Corporate travel is happening, but with higher gas prices and other increased expenses, they're facing some obstacles that might slow travel down, she said.
“Airfares are in some places astronomical, and companies are feeling the pinch right to the bottom line," she said. "Travel is in fact probably one of the easiest and first things that they can start curtailing to help with expenses.”
The leisure markets are where Peachtree is seeing most of its summer lift, Callahan said. Nashville, Atlanta, Sacramento and Tempe, Arizona, in particular are looking good.
“It’s coast-to-coast for us, and it’s specific markets, which has been the trend for the last 12 months," she said. "Certain markets do really well and then others have been a bit sluggish, which I think is normal in our industry.”

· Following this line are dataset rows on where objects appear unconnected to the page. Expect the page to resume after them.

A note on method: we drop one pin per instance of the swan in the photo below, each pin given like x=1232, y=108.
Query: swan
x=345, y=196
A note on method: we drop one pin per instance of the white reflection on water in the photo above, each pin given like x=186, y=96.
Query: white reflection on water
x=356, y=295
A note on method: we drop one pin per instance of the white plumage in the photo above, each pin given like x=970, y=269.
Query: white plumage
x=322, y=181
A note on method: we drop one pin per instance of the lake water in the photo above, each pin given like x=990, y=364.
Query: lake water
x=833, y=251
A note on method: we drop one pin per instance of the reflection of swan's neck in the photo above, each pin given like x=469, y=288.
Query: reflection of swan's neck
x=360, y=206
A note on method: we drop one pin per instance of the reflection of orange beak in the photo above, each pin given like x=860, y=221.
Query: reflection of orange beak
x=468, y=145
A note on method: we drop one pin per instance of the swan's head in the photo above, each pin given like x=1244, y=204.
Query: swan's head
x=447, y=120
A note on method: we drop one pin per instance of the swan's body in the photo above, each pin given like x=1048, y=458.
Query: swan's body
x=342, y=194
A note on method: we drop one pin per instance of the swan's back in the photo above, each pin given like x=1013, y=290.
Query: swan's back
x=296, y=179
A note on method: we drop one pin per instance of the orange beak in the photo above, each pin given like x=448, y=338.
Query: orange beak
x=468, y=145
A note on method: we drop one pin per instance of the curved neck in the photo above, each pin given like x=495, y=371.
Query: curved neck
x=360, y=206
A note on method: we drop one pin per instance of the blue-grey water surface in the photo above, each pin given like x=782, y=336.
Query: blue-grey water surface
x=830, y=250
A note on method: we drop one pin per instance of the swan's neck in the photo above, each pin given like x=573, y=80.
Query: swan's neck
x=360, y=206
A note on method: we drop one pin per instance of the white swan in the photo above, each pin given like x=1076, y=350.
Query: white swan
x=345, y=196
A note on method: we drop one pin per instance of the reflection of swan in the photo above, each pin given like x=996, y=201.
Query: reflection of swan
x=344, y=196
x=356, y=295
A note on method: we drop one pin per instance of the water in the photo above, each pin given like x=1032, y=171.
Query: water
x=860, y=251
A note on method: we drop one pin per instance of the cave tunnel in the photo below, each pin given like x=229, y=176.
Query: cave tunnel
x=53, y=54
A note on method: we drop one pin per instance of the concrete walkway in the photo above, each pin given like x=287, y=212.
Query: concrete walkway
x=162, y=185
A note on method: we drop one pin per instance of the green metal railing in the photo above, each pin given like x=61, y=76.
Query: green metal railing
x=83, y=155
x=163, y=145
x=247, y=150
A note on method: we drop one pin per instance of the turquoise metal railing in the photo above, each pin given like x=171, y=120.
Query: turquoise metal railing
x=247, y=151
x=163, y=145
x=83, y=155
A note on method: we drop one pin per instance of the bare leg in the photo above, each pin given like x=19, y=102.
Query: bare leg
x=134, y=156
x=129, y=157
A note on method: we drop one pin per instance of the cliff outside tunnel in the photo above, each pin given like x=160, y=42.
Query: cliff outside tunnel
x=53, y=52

Most of the company’s hotels are in suburban locations with a few in urban markets, she said. The smaller urban cities are doing OK, especially if they have any kind of entertainment venue nearby.
Nashville was a surprise because of all the new hotels opened in recent years, but it is having a solid second quarter, Callahan said. She attributed it to the city's mix of long-term group with smaller retail and negotiated SMERF and leisure groups.
She emphasized that there's still room to fill in hotels, but this summer definitely looks better.
"At this time last year, we were truly redirecting our sales effort pretty quickly,” she said.